All hail the late Senator Robert Byrd of West Virginia for giving us this great day to celebrate the Constitution. The great orator of American lore enables us to consider the greatness of the Constitution a little bit more.
In honor of this illustrious day, I give you some resources.
Constitution Day Hall Pass
I love the Constitution Center up in Philadelphia, and have taken a few batches of students up there to meander the fantastic interactive exhibits. My teammate and I are also trying to schedule a "field trip" that comes to us... (please PTA)...
But even more fun is the new Constitution Day resource offered by the Center, Constitution Hall Pass
Here, in a video as well as a guided discussion, the Bill of Rights (written almost exclusively by James Madison) is discussed, along with the truly revolutionary 14th Amendment and the Supreme Court case J.S. v Blue Mountain.
The Center gives lots of insight, along with materials for use in the classroom.
A lovely introduction to the evolution of the Constitution.
This came my way today... a great resource that not only allows you to view Constitutions of the world, but to compare what they say on different key issues, like government construction, legislature, principals, rights and responsibilities, and other super fun constitutional stuff.
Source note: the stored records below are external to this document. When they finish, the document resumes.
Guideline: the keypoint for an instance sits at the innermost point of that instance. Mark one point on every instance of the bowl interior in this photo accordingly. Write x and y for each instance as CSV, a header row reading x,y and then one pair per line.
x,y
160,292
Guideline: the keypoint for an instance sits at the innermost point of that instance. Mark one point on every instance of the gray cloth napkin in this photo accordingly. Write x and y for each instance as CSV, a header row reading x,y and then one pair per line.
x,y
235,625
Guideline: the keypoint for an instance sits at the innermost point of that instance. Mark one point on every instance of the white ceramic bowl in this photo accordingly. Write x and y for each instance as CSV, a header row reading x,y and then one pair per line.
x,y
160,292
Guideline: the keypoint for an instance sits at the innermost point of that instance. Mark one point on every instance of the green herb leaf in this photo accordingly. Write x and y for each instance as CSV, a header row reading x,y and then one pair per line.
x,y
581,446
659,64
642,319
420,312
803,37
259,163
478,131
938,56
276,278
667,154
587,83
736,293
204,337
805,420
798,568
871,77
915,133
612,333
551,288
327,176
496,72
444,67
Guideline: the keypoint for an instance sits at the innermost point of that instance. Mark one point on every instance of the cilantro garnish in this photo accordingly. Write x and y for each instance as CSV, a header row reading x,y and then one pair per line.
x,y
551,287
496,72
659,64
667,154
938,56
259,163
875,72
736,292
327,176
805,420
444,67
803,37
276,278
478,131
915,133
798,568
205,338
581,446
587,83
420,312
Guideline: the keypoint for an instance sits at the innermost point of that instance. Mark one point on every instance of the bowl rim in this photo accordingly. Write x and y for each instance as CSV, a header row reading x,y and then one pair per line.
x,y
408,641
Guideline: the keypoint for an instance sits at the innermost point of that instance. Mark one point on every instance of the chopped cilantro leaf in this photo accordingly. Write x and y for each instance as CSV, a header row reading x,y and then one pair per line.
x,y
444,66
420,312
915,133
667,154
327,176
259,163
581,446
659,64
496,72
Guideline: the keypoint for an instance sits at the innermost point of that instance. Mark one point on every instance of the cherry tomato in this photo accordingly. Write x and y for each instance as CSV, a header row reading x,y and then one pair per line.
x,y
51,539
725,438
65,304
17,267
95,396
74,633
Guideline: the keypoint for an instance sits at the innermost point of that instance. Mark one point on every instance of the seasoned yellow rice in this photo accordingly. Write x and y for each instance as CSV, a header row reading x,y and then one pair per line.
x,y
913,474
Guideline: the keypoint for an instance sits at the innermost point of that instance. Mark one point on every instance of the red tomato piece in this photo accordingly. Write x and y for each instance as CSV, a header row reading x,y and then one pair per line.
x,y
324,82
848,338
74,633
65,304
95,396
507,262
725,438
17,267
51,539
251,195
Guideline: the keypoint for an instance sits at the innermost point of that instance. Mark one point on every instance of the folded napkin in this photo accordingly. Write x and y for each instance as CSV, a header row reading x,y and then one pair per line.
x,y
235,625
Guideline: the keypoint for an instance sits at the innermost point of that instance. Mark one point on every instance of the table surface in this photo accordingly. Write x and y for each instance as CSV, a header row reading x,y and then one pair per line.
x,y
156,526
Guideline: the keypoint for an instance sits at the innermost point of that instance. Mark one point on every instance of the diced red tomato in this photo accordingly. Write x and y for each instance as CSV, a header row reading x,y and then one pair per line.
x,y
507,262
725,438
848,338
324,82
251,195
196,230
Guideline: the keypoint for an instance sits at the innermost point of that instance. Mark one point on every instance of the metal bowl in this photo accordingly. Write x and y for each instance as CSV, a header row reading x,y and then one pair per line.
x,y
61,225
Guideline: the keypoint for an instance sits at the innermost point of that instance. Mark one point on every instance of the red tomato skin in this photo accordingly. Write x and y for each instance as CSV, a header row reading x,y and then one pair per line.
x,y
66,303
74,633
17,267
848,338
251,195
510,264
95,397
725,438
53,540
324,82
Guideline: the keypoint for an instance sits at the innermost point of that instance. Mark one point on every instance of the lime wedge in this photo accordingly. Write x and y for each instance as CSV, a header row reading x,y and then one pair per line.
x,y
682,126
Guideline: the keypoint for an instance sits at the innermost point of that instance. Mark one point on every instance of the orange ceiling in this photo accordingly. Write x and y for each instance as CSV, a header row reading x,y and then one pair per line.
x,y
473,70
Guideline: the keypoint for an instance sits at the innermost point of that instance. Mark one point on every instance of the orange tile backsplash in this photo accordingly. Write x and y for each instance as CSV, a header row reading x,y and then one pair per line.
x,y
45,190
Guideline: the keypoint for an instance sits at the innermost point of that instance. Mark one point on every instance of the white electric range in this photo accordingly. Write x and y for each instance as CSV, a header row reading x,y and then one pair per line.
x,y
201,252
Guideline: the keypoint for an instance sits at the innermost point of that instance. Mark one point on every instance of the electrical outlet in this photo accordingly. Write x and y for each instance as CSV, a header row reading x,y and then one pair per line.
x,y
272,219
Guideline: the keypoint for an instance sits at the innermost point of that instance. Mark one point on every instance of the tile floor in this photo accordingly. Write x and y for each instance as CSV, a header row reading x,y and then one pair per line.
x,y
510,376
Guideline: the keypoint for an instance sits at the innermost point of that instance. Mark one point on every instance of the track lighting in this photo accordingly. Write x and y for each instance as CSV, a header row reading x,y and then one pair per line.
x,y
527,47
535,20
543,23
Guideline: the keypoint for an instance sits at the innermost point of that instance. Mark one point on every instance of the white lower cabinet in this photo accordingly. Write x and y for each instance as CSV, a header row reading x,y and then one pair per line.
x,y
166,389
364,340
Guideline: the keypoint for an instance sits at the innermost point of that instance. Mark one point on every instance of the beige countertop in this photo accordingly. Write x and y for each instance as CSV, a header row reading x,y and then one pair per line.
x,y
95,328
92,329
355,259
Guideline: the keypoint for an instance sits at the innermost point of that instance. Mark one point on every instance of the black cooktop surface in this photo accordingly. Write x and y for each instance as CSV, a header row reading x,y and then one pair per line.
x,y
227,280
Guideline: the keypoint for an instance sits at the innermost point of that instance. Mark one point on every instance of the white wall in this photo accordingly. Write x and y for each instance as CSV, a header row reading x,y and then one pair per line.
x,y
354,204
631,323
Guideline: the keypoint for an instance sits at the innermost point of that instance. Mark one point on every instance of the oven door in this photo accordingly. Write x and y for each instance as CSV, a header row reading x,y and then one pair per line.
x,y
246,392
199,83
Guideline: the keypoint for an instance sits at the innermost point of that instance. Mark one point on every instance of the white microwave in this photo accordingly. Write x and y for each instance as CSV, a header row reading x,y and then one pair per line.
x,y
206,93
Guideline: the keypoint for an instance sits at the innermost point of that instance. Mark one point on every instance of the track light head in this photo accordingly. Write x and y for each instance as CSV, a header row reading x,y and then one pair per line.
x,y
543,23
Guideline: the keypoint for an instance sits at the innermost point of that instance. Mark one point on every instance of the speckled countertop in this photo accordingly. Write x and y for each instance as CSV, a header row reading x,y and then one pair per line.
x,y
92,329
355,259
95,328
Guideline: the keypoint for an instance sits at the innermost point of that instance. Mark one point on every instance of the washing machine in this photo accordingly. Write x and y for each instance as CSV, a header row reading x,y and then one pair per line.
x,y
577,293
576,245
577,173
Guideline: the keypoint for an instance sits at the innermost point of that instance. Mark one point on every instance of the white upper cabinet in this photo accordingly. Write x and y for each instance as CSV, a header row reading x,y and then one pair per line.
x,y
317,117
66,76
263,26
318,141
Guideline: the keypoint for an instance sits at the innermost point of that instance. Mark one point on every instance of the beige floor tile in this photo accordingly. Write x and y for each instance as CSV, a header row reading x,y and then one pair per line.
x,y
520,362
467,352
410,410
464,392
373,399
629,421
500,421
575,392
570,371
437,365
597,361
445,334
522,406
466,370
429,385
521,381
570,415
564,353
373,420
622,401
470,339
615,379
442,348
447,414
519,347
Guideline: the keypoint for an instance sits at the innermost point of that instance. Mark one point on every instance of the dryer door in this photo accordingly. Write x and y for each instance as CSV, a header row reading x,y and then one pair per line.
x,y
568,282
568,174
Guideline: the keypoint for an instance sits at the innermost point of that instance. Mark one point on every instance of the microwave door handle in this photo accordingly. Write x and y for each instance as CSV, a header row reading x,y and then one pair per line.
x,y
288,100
I found something to be thankful for from the Heritage Foundation.
I have been scouring the planet for all things academic on the Constitution that can help my own discourse, and this is pretty great. I like the academic essays and how they examine each clause of the Constitution with legislation, executive action, and judicial precedent. In a few incidents I have had to include anecdotes not covered, but it's all good.